De Vlaamse woningmarkt staat onder druk. Zeker op de huurmarkt (sociaal en privaat) is er dan ook extra aanbod nodig. De sociale huisvestingsmaatschappijen kunnen niet alleen voor dat extra aanbod zorgen. Matthias Diependaele: “Met dit plan zorgen we voor een uitbreiding van het aanbod in alle segmenten, ook voor de lagere middenklasse. Het is de enige manier om deze uitdaging structureel aan te pakken. De overheid kan en wil dit niet alleen oplossen. We schakelen daarom de private bouwsector volop in voor de realisatie van én sociale woningen én betaalbare huurwoningen.” 

Rentesubsidies met voorwaarden

Het plan voorziet ook in een nieuw financieringssysteem voor private ontwikkelaars die willen inzetten op de realisatie van betaalbare huurwoningen. “We geven de bouwpartner daarbij een financieel gunstige rentesubsidie, maar daartegenover leggen we belangrijke voorwaarden op vlak van betaalbaarheid. De woningen moeten worden aangeboden aan een significant lagere huurprijs, met een korting van 100 tot 200 euro per maand en maximale huurprijzen tot 900 euro (1.000 euro in de centrumsteden).”

De gemengde projecten moeten worden gerealiseerd op de volgende basis:

  • Enerzijds moet er minstens een derde ‘sociale huurwoningen’ gerealiseerd worden. Hiervoor kan de bouwheer een rentesubsidie krijgen tot -1 procent;
  • Anderzijds moet er minstens een derde ‘betaalbare huurwoningen’ gebouwd worden. Hiervoor ontvangt de bouwheer rentesubsidie tot 0 procent (renteloos);
  • Ten slotte kan maximaal een derde zonder voorwaarden gezet worden. Hier staat evenwel geen gunstige financiële regeling tegenover. 

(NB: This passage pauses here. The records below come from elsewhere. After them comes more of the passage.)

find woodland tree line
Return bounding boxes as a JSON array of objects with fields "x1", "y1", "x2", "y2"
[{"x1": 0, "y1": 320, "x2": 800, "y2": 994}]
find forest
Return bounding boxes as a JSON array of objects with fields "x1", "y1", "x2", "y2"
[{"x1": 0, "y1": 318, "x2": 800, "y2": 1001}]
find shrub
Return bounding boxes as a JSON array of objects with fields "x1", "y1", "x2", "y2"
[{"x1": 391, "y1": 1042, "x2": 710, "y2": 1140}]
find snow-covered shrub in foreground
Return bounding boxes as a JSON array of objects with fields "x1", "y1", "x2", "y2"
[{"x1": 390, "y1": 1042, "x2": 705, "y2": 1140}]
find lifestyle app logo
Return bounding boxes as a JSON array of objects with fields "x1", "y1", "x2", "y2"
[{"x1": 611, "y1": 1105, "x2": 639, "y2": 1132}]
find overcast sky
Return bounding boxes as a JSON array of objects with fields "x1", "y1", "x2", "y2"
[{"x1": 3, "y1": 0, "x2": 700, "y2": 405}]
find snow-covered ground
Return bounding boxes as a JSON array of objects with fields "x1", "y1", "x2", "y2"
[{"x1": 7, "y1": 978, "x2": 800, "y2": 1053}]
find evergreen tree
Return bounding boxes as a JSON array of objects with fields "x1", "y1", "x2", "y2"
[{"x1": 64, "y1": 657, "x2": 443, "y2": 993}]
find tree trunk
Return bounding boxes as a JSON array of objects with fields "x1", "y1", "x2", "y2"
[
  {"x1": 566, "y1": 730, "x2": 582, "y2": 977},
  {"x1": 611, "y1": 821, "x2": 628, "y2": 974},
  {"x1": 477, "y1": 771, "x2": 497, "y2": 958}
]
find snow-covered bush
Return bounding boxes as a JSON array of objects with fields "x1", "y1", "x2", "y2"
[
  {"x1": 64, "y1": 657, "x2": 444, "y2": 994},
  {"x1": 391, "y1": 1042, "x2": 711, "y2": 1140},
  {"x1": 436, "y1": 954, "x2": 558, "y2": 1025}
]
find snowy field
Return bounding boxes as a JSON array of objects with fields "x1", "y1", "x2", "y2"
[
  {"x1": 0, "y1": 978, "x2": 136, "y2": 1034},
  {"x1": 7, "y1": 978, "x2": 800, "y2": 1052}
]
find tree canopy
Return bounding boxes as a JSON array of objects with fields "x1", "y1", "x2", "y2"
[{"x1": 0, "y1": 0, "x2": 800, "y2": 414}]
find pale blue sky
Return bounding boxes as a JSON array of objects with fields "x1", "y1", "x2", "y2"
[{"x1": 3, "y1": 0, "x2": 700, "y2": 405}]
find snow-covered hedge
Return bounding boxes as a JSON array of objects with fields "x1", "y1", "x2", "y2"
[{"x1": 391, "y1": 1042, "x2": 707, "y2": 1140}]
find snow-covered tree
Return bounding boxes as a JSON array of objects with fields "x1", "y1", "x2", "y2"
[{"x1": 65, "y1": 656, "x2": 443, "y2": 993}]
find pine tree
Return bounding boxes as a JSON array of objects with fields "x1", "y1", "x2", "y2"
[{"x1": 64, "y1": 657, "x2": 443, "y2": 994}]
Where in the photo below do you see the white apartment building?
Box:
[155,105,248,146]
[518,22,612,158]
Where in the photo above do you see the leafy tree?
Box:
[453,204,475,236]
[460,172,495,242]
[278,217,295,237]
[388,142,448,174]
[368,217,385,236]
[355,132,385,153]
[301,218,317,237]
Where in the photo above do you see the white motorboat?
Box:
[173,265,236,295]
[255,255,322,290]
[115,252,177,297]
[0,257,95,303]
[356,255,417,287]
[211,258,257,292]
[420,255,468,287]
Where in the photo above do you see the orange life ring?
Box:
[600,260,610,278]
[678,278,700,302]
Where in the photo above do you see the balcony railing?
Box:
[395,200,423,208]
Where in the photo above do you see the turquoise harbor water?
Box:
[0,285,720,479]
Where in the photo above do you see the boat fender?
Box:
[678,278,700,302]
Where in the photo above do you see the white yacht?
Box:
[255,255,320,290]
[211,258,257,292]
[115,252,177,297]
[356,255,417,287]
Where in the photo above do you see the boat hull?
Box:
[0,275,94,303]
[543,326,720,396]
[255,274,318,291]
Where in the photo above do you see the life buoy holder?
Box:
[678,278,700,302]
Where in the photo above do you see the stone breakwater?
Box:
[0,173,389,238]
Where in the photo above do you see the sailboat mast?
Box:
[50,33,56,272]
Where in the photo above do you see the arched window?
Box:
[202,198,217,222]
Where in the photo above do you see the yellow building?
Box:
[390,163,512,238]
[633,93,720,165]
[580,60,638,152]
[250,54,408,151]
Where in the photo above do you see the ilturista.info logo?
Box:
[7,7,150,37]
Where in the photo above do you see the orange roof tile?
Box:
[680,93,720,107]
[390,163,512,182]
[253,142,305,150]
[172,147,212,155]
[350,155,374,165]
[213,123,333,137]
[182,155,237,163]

Doelgroep voor betaalbare huurwoning

Voor de toewijzing van de betaalbare huurwoningen zal er gewerkt worden met de inkomensgrens van de doelgroep 2 uit de ‘MijnVerbouwPremie’. Deze inkomensgrenzen zijn significant hoger dan de inkomensgrenzen voor sociale huur, concreet bijna dubbel zo hoog. “Dat doen we bewust. Het is immers de bedoeling om de betaalbare huurwoningen ook toegankelijk te maken voor jonge starters, jonge gezinnen met kinderen, werkenden met een mediaaninkomen, enz. Hiermee bereiken we dan ook de juiste doelgroep”, besluit Matthias Diependaele.